A nice read. I've been playing around with my own chess program and trying to implement a lot of chess variants like Double Chess and 7 Queen's Chess.
I read these images of source code the same way as I read images of math formulas on Wikipedia: Not at all.
Anyone know what language is being used in the blogpost?
TLA+ i think
Correct. Also: https://www.learntla.com/
If you like this, you're probably gonna like this: https://en.wikipedia.org/wiki/Chessboard_complex
This is delightful. Thanks.
While I think everything written in this post is correct, what really is starting bothering me is this over-focus/attention on data even when what you want to express is behavior, let me explain:
The post talks about "transition invariants" that should be somehow different from "state invariants" yet it describe them as:
> These are predicates over a <<state, next-state>> pair ...
i.e. it still is about state, but I find it much more useful to focus on behavior so instead of thinking about how state transition you focus on what the program is allowed to perform, regardless of the underlying data structure.
What I mean is that I'd like the code to tell me why a certain piece can't do such move instead of why it cannot transition it's position to another position and basically dumping its state in my head and there I have to execute the program myself.
> instead of thinking about how state transition you focus on what the program is allowed to perform
The state transition is what the program is or isn't allowed to perform. The state they're talking about in the invariant isn't the program state, it's the game state.

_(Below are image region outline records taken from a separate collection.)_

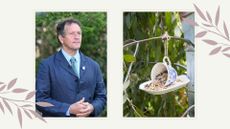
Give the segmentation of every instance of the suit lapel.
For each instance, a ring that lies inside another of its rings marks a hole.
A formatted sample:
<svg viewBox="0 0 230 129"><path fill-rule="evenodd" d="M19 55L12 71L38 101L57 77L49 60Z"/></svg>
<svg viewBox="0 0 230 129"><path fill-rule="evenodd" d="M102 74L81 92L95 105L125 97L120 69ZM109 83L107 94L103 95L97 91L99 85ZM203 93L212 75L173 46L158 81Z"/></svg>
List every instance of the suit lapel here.
<svg viewBox="0 0 230 129"><path fill-rule="evenodd" d="M83 53L80 52L80 58L81 58L81 64L80 64L80 80L84 80L84 76L87 70L87 61L86 61L86 57Z"/></svg>
<svg viewBox="0 0 230 129"><path fill-rule="evenodd" d="M74 73L73 69L71 68L71 66L69 65L68 61L65 59L64 55L62 54L61 51L59 51L57 53L57 60L60 64L60 66L65 69L66 71L68 71L70 74L74 75L77 77L77 75Z"/></svg>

This is just the beginning. You could create more and more advanced invariants. And I am sure that this could be a way to "solve" chess, i.e., prove that it's a draw with perfect play.

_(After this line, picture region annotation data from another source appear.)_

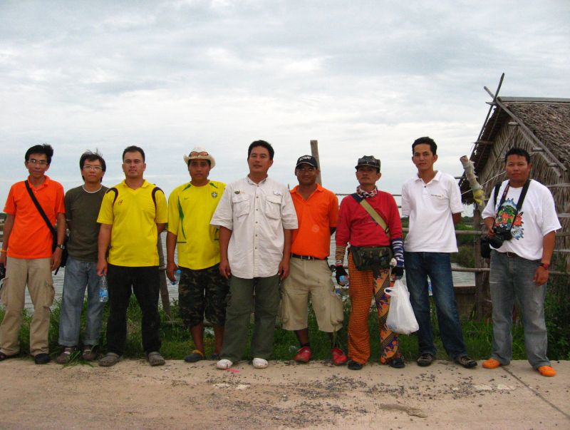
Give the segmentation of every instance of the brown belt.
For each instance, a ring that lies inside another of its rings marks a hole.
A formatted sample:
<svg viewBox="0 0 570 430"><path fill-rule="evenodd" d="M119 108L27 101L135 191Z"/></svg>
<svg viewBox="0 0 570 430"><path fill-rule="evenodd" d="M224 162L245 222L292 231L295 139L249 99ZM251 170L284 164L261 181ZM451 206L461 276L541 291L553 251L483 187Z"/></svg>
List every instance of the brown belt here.
<svg viewBox="0 0 570 430"><path fill-rule="evenodd" d="M324 260L324 258L317 258L316 257L311 257L311 255L298 255L297 254L291 254L293 258L299 258L299 260L306 260L311 261L312 260Z"/></svg>

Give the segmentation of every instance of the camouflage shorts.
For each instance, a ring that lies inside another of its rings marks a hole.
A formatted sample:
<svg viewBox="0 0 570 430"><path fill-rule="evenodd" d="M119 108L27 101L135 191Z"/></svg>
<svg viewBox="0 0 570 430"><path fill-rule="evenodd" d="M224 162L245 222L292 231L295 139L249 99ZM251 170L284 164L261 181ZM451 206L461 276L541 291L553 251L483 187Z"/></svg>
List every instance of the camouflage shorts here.
<svg viewBox="0 0 570 430"><path fill-rule="evenodd" d="M192 270L180 267L178 304L185 325L194 327L206 319L213 324L224 325L229 285L219 274L219 265Z"/></svg>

doubtful, or at least not useful ones. Like, you could describe some invariant along the lines of "the position is winning for the side-to-move, iff there exists move, such that position' := ApplyMove(position, move) is losing for the (now other) side-to-move". But that's just restating minimax algorithm that people have known for 50 years.

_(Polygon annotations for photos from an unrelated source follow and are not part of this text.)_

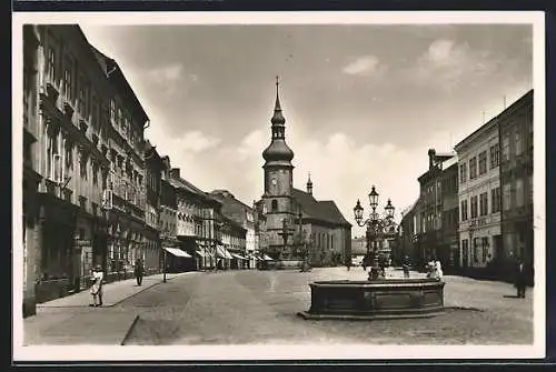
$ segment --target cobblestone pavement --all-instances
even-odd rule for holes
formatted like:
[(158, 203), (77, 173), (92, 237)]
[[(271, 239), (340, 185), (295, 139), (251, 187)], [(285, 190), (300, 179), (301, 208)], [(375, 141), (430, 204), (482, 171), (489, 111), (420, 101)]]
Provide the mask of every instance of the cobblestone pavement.
[[(196, 274), (167, 274), (167, 280)], [(137, 313), (117, 304), (161, 283), (162, 274), (155, 274), (145, 277), (141, 286), (135, 279), (105, 284), (102, 308), (89, 308), (89, 291), (38, 304), (37, 314), (23, 320), (23, 345), (119, 344)]]
[[(388, 275), (401, 273), (391, 270)], [(310, 305), (310, 282), (365, 278), (361, 268), (201, 273), (153, 286), (113, 311), (139, 315), (126, 344), (533, 342), (532, 291), (525, 300), (514, 299), (510, 284), (459, 277), (445, 278), (445, 304), (456, 309), (431, 319), (351, 322), (296, 316)]]

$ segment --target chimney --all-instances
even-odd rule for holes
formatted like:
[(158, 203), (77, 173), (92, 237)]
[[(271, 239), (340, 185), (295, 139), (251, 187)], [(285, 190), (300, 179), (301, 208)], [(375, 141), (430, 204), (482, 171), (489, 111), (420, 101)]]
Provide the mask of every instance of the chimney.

As someone dabbling abit around chess engine development, I'm very often impressed by the many intricacies and observations made by people who pushed the envelope. It just doesn't sound plausible people wouldn't have discovered these killer invariants by now if they existed
I agree it's hard and non-obvious. If it wasn't then chess would have long been solved by now.
Let's start from the other end. Just a pawn and two kings. It's possible to describe some quite succinct rules for when that's a draw versus a win for the side with the pawn. Agreed? Club players know these by heart. You could write that doen as invariants. As long as the side with the pawn stays inside the "green zone" of the state space, there is nothing the other side can do to void mate. And vice versa, if the game is in the red zone and the other player manages to stay inside that red zone, there is nothing the side with the pawn can do to win. Those areas of the state space, green and red zones, can be described as invariants, in contrast to just enumerating them. It's very compact and can easily be checked by a machine that it's correct.
Now let's add a pawn. And another. And a rook perhaps. The more you add, the harder the condition is to describe, but we live in the age of billion-node-sized neural nets, we have the resources. Eventually you get all pieces on the board, and if the starting position satisfies the draw invariant, that's it. And likely the 960 freestyle chess positions too.
That king promotion rule sounds like it made the game more fun.
Screenshots of code? In 2026?...
That's how you know "principal research scientist" are true credentials. I'm sure the offline version is a postscript instead of pdf.
side question, which CS class(es) teach about invariants?
Usually goes under Formal Methods: https://github.com/luigiapetre/Formal-Methods-Courses
There’s a book called Logic for Programmers: https://leanpub.com/logic#table-of-contents
The well-known algorithms book Cormen et al. describes a lot of algorithms using loop invariants. I must say I never really liked this approach but I admit it makes things easier to reason about.